Seminar on Dataflow-based Computing System for Irregular Parallelism
Yicheng Zhang and Kun Qin
Dates: | Kick-off Meeting mid October |
Kick-off meeting: | 17.10.2025/tentative |
Presentations: | t.b.d |
ECTS: | 5 |
Language: | English |
Type: | Seminar, 2SWS |
Registration: | Matching System |
Questions: | Contact yicheng.zhang(at)tum.de |
Requirements: | sufficient understanding of computer architecture |
Planning meeting: | Time: Jul 7, 2025 02:30 PM Amsterdam, Berlin, Rome, Stockholm, Vienna Meeting ID: 676 2535 5451 |
Motivation
Irregular parallelism is a critical type of workload like sparse linear algebra and graph analytics, being pervasive in scientific computing and simulation, and machine learning tasks. However, they feature data dependent branch and pointer-based data structure, challenging the traditional computer system with frequent synchronization, irregular memory access and dynamic generation of non-uniform tasks. Dataflow computing, as opposed to the control flow, triggers execution by the availability of data and only real dependency blocks processing, which makes it inherently suitable for exploiting irregular parallelism.

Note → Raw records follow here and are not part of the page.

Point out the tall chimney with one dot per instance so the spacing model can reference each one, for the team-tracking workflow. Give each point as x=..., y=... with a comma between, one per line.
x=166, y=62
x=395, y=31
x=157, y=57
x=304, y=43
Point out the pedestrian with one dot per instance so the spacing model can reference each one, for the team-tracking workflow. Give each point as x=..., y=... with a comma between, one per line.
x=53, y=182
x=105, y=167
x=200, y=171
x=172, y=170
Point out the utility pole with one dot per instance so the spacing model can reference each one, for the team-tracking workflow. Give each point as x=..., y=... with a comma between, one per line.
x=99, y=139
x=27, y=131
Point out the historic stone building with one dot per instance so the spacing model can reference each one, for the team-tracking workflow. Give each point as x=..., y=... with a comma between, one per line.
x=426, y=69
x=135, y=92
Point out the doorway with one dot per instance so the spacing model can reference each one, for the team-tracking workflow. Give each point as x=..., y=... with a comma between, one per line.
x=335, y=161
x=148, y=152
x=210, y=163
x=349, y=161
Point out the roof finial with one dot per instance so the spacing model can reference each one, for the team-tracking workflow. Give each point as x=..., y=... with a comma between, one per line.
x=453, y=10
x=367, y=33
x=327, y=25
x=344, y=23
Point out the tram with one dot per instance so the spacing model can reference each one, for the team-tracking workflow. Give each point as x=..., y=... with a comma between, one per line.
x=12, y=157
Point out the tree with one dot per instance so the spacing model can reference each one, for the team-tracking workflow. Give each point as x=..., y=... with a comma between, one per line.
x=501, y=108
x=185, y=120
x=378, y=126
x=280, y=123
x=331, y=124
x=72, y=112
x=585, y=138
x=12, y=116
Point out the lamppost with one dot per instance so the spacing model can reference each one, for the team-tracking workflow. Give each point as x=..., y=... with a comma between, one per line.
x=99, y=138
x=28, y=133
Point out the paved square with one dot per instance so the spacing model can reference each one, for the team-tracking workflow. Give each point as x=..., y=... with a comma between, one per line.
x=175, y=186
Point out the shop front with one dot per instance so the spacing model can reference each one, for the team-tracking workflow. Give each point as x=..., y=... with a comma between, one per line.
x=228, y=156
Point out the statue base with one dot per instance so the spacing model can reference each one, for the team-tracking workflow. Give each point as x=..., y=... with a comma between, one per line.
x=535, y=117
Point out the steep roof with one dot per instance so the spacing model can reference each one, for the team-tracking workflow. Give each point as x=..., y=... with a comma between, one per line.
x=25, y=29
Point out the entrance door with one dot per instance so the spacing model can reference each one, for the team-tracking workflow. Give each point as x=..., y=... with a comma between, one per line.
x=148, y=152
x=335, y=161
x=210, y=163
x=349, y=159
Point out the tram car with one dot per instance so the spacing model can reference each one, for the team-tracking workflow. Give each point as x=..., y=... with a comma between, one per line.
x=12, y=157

Despite of the limitation of historic pure dataflow ISA, in recent years industry and academia have proposed various modern computing systems absorbing the idea of dataflow processing at multiple levels of computation like microarchitecture or programming. Those systems are optimized on both hardware architectures ranging from general purpose manycore architecture, coarse grained reconfigurable arrays (CGRAs) to specialized accelerators, and the software infrastructures such as the programming model, compilation toolchain and runtime system. However, a trade-off arises because improving one metric—such as flexibility, performance, or area/power efficiency—often comes at the expense of others. In addition, to further scale-out the system at node level to handle larger datasets, programmable network interface cards are the emerging contributor. These devices accelerate packet processing pipelines, offloading tasks such as packet classification, encryption, and telemetry functions, thereby reducing host load and synchronization overhead.

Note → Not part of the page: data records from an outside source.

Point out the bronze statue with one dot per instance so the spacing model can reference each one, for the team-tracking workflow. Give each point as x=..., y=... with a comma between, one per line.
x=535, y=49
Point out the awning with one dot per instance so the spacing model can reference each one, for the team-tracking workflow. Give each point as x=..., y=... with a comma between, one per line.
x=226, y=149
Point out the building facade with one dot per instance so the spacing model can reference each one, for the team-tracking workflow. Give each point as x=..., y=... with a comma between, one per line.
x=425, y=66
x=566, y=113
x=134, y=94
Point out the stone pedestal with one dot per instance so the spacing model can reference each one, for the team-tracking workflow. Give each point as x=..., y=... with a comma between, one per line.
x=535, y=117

The seminar goal is to dive into the state-of-the-art dataflow inspired computing systems for irregular parallelism covering hardware architecture, software infrastructure, and benchmarks. The list of potential topics to be investigated includes (but is not limited to):
Manycore architecture
(Cerebras WSE, GraphCore IPU, Tesla Dojo, Manticore, Hammerblade, Dalorex)
- Microarchitecture: memory hierarchy(Scratchpad vs cache), inner-core parallelism, prefetching, speculation, thread level parallelism, pipeline parallelism;
- System organization: clustering vs flat, network-on-chip;
- Dynamic scheduling: hardware task scheduler, runtime system (Intel TBB, OpenCilk, StarPU, ParSEC)
- Infrastructure for efficient scale-out: compute in network, smart switches, smart network interface card (NIC)
Coarse Grained Reconfigurable Arrays (CGRA)
- Architecture, programming, dynamic mapper for data flow graph (DFG) (DynMap, Fifer, OpenCGRA, CGRA-ME, LISA, TaskStream, DIPRS)
Specialized hardware accelerators for
- Sparse linear algebra kernels: SpMV, SpMM (Inner/Outer Product, Gustavson), LU & Cholesky factorization. etc.
- Graph Algorithms: SSSP, PageRank, BFS, WCC, etc.
Organization
Kick-off meeting
- date: tentatively on 17.10.2025
- Topic overview - Dataflow-based computing systems: history and trend
Mid-term meetings
- date: By appointment with your supervisor
- one mandatory meeting
Presentation
- date: t.b.d.
- hand in your draft report one week in advance
Final report submission
- date: until the end of the semester
Evaluation
- Attendance of the kick-off meeting, and one mandatory mid-term meeting
- Presentation with the draft report ready one week before
- Final report